Dream On – Aerosmith

My Heart Will Go On – Celine Dion

And, probably the most well-known i – VII – VI – VII progression (for the ENTIRE SONG):

All Along the Watchtower – Bob Dylan

Yeah, I’m referencing Aerosmith, Celine Dion, Bob Dylan, & Gotye in a single article. Listen & compare !

Your brain is pre-programmed to associate the music of “Somebody That I Used to Know” with sadness, break-ups, losing that special someone, general and specific melancholy, etc.

Bob Moog’s birthday!

Happy birthday, Dr. Moog! We’ll always be thankful for your inventions, unless they’re used in ways we don’t approve of 😉

We Are Young – fun. Compositional Analysis Part 2

Something we always talk about in my production classes is where the climax of the song is, how we get to the climax, and what happens after the climax. Some songs hit you like a Mack truck from beat one. “We Are Young” does not. One of the things that are so great about this song is the buildup. The song starts out with – say what?? – toms playing the same single-bar pattern over & over?? Imagine a scale from one to ten, with one being the least climactic thing you could do in a song and 10 being over-the-top meters-in-the-red guitars-to-eleven in-your-face production. The beginning of “We Are Young” starts at what, 1.5, maybe?

The introduction of the vocals is followed by the most simplistic piano performance possible – two-measure chords. The song builds with a more complicated drum pattern by using the snare and more piano.

The interesting thing with the piano is that, while the drums are playing a VERY straight 4|4 time, the piano is playing triplet patterns. These are all things that a first-year music student can do the middle of their first year playing, but there’s already a tension being set up in the music, between the eighth-note percussion and triplet piano. All that tension’s got to go somewhere…

Almost a minute into the song, and all we hear is drums, piano, and vocals. And to make it worse, the pre-chorus is in a much slower tempo. This is about the time people go mad wanting SOMETHING to HAPPEN!!!

Well, at 0:48 in the track, it does. The chorus relieves all the previously built-up tension in a wonderful way. It’s almost the song actually STARTS at the chorus. Drums, bass, piano and a whole bunch of vocals, but we’re not at the climax yet.

All instrumentation follows a strict eighth-note feel from here on out. And if you haven’t consciously heard the snare drum, your subconscious sure has. The snare drum drives the song from here until the outro. The snare drum is HUGE. Monstorous.

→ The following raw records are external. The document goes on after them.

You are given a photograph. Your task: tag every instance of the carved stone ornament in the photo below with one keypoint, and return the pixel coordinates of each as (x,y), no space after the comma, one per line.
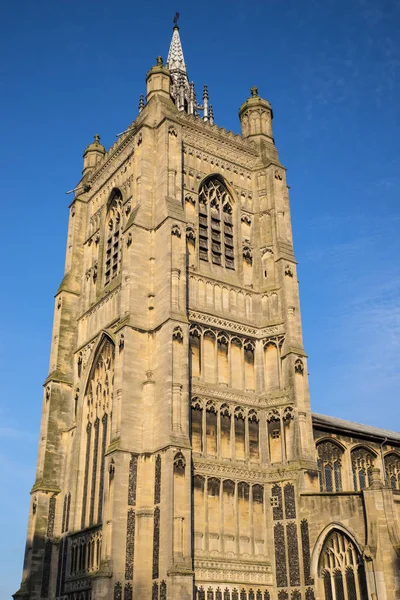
(190,200)
(177,334)
(121,342)
(288,271)
(247,253)
(246,219)
(179,463)
(298,366)
(266,251)
(190,234)
(175,230)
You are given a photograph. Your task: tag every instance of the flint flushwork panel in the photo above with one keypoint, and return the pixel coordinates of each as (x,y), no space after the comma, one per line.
(305,544)
(277,511)
(290,503)
(293,554)
(117,591)
(157,481)
(128,592)
(130,544)
(163,591)
(280,555)
(156,542)
(132,480)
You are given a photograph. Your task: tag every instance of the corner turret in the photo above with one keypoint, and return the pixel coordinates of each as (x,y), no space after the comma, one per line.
(92,155)
(256,117)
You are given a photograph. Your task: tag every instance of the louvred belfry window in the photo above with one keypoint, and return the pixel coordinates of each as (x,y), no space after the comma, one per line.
(362,462)
(330,467)
(392,467)
(113,238)
(216,242)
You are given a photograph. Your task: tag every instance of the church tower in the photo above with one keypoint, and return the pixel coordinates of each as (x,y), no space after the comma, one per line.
(176,431)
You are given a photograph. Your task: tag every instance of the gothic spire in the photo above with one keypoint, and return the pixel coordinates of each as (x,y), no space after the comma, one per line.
(175,60)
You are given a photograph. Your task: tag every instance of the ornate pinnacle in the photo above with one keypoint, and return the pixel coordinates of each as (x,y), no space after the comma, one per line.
(254,91)
(141,103)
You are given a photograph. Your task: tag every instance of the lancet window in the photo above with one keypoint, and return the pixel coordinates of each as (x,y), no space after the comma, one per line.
(392,467)
(362,462)
(342,569)
(113,241)
(216,223)
(96,416)
(330,467)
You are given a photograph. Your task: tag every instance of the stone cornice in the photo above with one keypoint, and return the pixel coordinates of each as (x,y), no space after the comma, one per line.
(246,472)
(235,327)
(223,395)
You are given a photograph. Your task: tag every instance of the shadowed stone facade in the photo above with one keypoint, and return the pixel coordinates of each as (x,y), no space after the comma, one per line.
(179,458)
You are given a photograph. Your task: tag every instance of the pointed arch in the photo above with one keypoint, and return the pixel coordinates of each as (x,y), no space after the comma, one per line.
(362,463)
(329,459)
(392,469)
(340,566)
(216,221)
(113,236)
(95,426)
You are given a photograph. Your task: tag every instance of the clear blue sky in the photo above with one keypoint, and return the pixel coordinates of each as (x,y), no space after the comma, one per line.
(73,68)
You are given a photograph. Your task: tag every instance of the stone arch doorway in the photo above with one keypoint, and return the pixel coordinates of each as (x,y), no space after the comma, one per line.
(341,569)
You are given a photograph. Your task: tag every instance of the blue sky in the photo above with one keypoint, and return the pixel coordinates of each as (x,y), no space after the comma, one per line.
(70,69)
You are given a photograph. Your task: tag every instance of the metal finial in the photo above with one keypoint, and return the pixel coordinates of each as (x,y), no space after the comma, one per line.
(141,103)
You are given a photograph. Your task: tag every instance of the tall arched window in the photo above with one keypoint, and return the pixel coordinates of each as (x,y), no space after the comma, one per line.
(392,467)
(341,569)
(113,242)
(362,462)
(330,467)
(216,223)
(96,413)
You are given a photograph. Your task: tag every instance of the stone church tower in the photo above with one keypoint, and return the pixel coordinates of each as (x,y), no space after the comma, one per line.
(178,455)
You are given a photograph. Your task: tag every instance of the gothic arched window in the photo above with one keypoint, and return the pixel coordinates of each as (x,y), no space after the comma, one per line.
(216,223)
(96,413)
(342,569)
(392,467)
(362,462)
(330,467)
(113,241)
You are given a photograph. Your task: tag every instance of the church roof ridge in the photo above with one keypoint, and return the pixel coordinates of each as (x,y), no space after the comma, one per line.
(368,430)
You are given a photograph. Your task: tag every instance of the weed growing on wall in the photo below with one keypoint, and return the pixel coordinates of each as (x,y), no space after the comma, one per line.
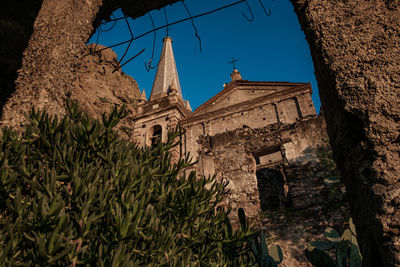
(73,192)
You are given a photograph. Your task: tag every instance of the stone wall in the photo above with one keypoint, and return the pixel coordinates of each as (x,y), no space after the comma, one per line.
(236,155)
(249,106)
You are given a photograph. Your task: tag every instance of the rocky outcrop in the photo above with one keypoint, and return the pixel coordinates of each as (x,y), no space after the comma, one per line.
(16,20)
(355,47)
(99,86)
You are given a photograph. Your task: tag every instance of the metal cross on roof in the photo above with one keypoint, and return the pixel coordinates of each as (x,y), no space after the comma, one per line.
(233,61)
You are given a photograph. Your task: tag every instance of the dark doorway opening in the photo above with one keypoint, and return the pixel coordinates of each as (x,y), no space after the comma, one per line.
(271,184)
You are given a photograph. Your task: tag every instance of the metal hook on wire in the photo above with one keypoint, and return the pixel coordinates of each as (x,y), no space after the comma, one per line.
(265,11)
(148,66)
(166,20)
(129,45)
(251,13)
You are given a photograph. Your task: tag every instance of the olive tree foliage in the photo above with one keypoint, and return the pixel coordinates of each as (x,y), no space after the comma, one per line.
(73,192)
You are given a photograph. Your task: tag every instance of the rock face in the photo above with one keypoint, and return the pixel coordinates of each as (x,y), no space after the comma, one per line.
(49,62)
(355,47)
(16,20)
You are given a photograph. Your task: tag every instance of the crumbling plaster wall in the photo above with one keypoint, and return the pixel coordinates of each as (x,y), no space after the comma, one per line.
(55,51)
(355,47)
(253,115)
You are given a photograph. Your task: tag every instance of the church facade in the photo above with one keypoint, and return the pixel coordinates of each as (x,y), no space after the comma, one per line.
(247,127)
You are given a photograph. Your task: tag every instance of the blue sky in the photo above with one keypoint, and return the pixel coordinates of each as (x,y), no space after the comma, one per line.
(270,48)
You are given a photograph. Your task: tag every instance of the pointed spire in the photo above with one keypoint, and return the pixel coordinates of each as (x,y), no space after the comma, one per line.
(173,90)
(166,73)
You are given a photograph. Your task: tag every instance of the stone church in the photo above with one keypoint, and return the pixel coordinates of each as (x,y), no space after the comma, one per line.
(248,127)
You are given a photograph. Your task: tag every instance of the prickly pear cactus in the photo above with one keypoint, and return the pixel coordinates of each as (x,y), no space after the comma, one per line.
(346,248)
(73,192)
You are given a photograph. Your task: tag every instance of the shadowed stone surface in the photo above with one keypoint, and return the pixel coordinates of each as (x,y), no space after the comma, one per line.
(355,47)
(55,52)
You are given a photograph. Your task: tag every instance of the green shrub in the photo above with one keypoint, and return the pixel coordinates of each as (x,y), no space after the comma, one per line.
(73,192)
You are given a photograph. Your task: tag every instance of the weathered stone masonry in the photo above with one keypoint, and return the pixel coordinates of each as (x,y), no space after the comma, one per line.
(355,49)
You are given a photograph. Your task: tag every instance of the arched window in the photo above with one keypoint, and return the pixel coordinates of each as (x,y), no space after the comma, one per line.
(155,135)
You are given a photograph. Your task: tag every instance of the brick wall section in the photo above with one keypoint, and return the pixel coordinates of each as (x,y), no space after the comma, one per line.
(232,155)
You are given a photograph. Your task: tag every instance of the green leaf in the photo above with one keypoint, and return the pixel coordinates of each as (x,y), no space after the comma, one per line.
(322,245)
(332,180)
(275,252)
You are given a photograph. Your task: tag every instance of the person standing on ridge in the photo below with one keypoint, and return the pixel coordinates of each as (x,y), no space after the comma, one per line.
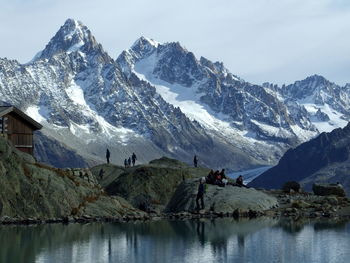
(101,173)
(195,161)
(108,155)
(134,158)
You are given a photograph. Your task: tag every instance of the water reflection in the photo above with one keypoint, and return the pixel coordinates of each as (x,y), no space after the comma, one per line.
(221,240)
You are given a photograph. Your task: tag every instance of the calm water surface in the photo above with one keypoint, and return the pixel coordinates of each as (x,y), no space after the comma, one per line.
(220,240)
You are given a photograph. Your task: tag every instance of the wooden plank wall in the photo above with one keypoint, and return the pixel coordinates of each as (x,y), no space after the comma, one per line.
(20,133)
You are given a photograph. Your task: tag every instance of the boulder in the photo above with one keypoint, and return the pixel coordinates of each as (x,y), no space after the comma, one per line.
(291,186)
(328,189)
(220,199)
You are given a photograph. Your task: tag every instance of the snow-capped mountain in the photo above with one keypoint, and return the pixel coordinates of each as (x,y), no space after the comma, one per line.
(159,99)
(263,120)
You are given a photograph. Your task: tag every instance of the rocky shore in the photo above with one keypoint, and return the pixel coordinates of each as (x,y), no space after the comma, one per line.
(34,193)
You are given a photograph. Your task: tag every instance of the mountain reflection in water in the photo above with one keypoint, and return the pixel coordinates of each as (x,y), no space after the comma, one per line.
(220,240)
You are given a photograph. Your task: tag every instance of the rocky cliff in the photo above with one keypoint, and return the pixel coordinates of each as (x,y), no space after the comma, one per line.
(150,186)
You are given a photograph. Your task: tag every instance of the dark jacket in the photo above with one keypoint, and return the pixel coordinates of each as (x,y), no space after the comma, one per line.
(201,189)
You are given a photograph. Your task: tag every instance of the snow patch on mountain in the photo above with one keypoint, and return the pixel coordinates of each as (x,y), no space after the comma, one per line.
(187,99)
(336,119)
(34,112)
(76,94)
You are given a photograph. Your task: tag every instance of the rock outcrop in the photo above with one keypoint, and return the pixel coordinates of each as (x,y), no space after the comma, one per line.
(37,191)
(220,199)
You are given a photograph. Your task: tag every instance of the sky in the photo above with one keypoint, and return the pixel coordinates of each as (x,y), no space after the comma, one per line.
(277,41)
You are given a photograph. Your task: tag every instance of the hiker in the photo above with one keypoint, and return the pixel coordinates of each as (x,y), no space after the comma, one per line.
(239,182)
(108,154)
(218,179)
(133,158)
(222,174)
(210,177)
(101,173)
(195,161)
(200,194)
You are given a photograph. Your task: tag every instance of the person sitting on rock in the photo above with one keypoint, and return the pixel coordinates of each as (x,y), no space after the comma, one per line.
(239,182)
(218,179)
(200,194)
(210,177)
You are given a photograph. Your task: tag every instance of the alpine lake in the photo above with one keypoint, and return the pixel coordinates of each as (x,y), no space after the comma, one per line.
(203,240)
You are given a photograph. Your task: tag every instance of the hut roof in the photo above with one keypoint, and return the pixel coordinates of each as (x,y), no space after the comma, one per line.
(8,109)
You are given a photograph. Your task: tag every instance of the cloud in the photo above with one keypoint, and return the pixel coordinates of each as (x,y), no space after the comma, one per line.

This is a production technique that serves the purpose of making the song something you can lock on to and keep the beat with. Your subconscious picks up on this and you find yourself waving your arms in the air like you’re the love child of Travis Barker & John Bonham. The snare plays such a large part of the song from here on out, the end of the snare sound contributes to the rhythm too. The snare is way more than just a snare for the remainder of the song.

Even more interestingly, the snare (as a percussion instrument) is in almost complete contrast to the bass synth in the chorus. The snare is hard, with sharp edges, the bass is soft & fuzzy. Contrast builds a song.

The many vocals in the chorus also contrast to the first verse. Another subconscious element of this song is that when one person sings, you listen. When many people sing, you sing along too. The vocals in the last line of the chorus “than the sun” from 1:25 to about 1:30 beg the listener to scream along with them. And they do. Background vocals tell listeners what to sing along with, and people remember what they sing along with.
However, we’re not finished yet. Through the second verse and chorus, we’re still reaching the climax of the entire song. The climax of the song happens at 2:32, when Janelle Monáe’s vocal comes in. Not only is the listener singing along with the chorus (and screaming out the last line like it’s their lifeline), but the bridge invited the listener participation with an entire chorus of “na na na na” vocals to sing along with! You can even go falsetto and sing in the same register the children that make up this chorus sing.

The climax happens at the middle of the song, and then proceeds to decline back to the original intensity.

The song ends very similar to how it starts, with a simple piano and vocal.